O Estado de S. Paulo
Aprovação da reforma é evidência de funcionalidade do presidencialismo multipartidário
Oque explica a aprovação da reforma
tributária por uma margem tão confortável (382 votos, muito acima dos
necessários 308) na Câmara dos Deputados a despeito dos múltiplos erros na
montagem e na gerência de coalizão do governo Lula 3?
Afinal de contas, Lula escolheu montar uma
coalizão muito grande, com 14 partidos, extremamente heterogênea e não tem
compartilhado poder e recursos de forma proporcional levando em consideração o
peso político de cada parceiro no Legislativo.
Além do mais, trata-se de uma reforma que historicamente tem despertado grandes resistências de setores que usualmente tentam proteger seus interesses, levando assim ao fracasso de várias tentativas de governos anteriores de reformar o sistema tributário brasileiro.

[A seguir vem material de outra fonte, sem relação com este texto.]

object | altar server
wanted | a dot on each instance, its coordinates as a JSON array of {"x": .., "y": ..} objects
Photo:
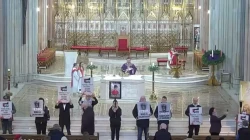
[
  {"x": 129, "y": 67},
  {"x": 115, "y": 113},
  {"x": 89, "y": 98},
  {"x": 75, "y": 78},
  {"x": 64, "y": 114},
  {"x": 164, "y": 112},
  {"x": 192, "y": 128},
  {"x": 142, "y": 112},
  {"x": 41, "y": 122}
]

Um dos elementos-chave para se entender o
comportamento cooperativo do Legislativo com a agenda de políticas proposta
pelo Executivo no presidencialismo, especialmente em um ambiente
multipartidário, é o fato de o presidente levar em consideração a preferência
mediana agregada dos parlamentares.
Quando o presidente ignora o que o
Legislativo deseja e tenta impor uma agenda de política incongruente com as
preferências dos parlamentares, os custos de governabilidade do presidente
aumentam e a sua taxa de sucesso no Legislativo diminui. Por outro lado, quando
o presidente alinha a sua agenda de políticas às preferências do Legislativo,
as relações Executivo-Legislativo tendem a ser mais cooperativas, e o
presidente tende a aprovar mais frequentemente a sua agenda, inclusive em matérias
controversas.
A reforma tributária tem sido gestada e
lapidada há décadas por técnicos e políticos de vários governos com
preferências e perfis ideológicos distintos. Trata-se de uma pauta com relativo
grau de maturidade sendo, portanto, bastante palatável para um Legislativo de
perfil marcadamente de centro-direita. Ou seja, a proposta de reforma
tributária convergia para a preferência mediana do Legislativo.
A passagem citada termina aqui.